Roots and Associated Fungi Drive Long-Term Carbon Sequestration in Boreal Forest

Forest Fungi Boreal forest is one of the world's major biomes, dominating the subarctic northern latitudes of Europe, Asia, and America. The soils of boreal forest function as a net sink in the global carbon cycle and, hitherto, it has been thought that organic matter in this sink primarily accumulates in the form of plant remains. Clemmensen et al. (p. 1615; see the Perspective by Treseder and Holden) now show that most of the stored carbon in boreal forested islands in Sweden is in fact derived from mycorrhizal mycelium rather than from plant litter. Biochemical and sequencing studies show that carbon sequestration is regulated by functional and phylogenetic shifts in the mycorrhizal fungal community. The results will need to be explicitly considered in models of the role of the boreal forest in the global carbon cycle. Reservoirs of carbon in boreal forest soils are revisited in an island chronosequence, using modeling and molecular approaches. [Also see Perspective by Treseder and Holden] Boreal forest soils function as a terrestrial net sink in the global carbon cycle.
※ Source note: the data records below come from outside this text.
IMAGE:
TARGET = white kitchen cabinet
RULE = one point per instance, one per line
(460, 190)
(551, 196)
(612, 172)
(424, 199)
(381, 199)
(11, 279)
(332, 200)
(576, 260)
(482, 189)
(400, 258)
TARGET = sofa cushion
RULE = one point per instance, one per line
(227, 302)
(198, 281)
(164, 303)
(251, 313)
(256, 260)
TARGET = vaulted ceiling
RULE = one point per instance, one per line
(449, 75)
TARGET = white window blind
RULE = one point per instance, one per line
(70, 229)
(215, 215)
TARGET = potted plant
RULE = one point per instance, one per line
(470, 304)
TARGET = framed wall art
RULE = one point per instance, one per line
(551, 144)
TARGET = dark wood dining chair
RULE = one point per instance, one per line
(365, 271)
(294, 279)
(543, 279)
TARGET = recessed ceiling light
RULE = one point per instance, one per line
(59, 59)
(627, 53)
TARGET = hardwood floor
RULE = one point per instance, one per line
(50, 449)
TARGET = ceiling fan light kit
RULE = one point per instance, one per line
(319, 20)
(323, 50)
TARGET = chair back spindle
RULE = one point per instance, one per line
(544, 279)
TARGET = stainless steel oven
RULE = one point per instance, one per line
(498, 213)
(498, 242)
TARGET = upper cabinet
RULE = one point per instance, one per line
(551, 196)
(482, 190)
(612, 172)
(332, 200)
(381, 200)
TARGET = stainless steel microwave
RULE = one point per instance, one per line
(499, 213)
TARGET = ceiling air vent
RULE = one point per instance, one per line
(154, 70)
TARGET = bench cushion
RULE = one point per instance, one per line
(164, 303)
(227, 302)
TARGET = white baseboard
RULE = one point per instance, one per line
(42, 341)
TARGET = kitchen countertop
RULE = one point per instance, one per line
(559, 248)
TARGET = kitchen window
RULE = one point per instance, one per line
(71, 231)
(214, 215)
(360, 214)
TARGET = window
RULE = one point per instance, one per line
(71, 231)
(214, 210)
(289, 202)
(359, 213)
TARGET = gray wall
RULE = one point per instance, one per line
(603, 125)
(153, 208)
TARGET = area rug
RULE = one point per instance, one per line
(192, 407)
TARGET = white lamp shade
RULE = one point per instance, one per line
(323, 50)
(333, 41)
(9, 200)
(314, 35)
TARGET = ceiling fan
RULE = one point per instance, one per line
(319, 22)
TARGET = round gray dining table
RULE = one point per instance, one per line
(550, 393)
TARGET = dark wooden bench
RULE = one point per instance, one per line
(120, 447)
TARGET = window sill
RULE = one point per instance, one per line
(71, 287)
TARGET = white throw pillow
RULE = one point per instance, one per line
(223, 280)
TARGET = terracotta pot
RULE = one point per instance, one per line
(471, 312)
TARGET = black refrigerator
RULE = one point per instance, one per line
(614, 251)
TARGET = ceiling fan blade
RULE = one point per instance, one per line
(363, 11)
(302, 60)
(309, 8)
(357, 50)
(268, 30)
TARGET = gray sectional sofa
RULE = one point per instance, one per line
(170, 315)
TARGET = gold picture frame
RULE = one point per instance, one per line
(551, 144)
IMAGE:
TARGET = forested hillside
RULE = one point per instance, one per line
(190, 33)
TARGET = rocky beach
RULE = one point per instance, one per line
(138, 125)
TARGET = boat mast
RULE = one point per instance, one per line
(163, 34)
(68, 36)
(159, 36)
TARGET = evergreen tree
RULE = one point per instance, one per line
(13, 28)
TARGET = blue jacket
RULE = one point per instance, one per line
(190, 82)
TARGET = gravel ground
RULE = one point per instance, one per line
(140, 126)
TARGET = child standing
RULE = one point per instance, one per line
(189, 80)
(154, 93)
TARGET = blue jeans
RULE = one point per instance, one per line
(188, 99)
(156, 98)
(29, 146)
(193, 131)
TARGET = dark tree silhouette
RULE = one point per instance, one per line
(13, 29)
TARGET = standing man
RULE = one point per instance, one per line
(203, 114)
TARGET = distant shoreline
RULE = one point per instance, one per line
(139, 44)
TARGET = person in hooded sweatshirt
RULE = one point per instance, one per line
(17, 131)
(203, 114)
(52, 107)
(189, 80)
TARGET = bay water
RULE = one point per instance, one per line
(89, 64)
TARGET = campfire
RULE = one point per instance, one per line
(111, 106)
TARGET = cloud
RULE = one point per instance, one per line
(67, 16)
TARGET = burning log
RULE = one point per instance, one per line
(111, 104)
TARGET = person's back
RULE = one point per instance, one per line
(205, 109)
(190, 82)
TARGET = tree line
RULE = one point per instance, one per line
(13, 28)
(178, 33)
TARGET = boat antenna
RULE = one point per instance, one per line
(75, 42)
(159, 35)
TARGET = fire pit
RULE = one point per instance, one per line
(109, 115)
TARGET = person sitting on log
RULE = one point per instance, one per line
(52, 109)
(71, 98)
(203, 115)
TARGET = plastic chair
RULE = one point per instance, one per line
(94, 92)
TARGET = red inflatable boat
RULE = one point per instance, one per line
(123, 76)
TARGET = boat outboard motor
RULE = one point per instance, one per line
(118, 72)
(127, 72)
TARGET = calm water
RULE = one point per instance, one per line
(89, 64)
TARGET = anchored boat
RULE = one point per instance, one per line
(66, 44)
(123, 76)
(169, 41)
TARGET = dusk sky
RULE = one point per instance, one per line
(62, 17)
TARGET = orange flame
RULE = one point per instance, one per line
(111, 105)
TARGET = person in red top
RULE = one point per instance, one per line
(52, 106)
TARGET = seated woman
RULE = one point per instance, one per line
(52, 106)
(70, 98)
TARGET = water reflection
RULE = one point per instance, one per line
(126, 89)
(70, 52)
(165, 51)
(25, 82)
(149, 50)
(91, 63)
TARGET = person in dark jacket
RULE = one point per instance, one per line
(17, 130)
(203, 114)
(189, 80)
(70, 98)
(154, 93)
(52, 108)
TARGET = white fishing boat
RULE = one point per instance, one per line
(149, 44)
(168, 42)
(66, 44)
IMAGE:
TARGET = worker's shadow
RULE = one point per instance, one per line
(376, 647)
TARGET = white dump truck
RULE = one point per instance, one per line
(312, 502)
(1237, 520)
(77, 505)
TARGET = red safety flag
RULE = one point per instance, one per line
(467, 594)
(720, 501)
The prevailing dogma has focused on aboveground plant litter as a principal source of soil organic matter. Using 14C bomb-carbon modeling, we show that 50 to 70% of stored carbon in a chronosequence of boreal forested islands derives from roots and root-associated microorganisms. Fungal biomarkers indicate impaired degradation and preservation of fungal residues in late successional forests. Furthermore, 454 pyrosequencing of molecular barcodes, in conjunction with stable isotope analyses, highlights root-associated fungi as important regulators of ecosystem carbon dynamics. Our results suggest an alternative mechanism for the accumulation of organic matter in boreal forests during succession in the long-term absence of disturbance.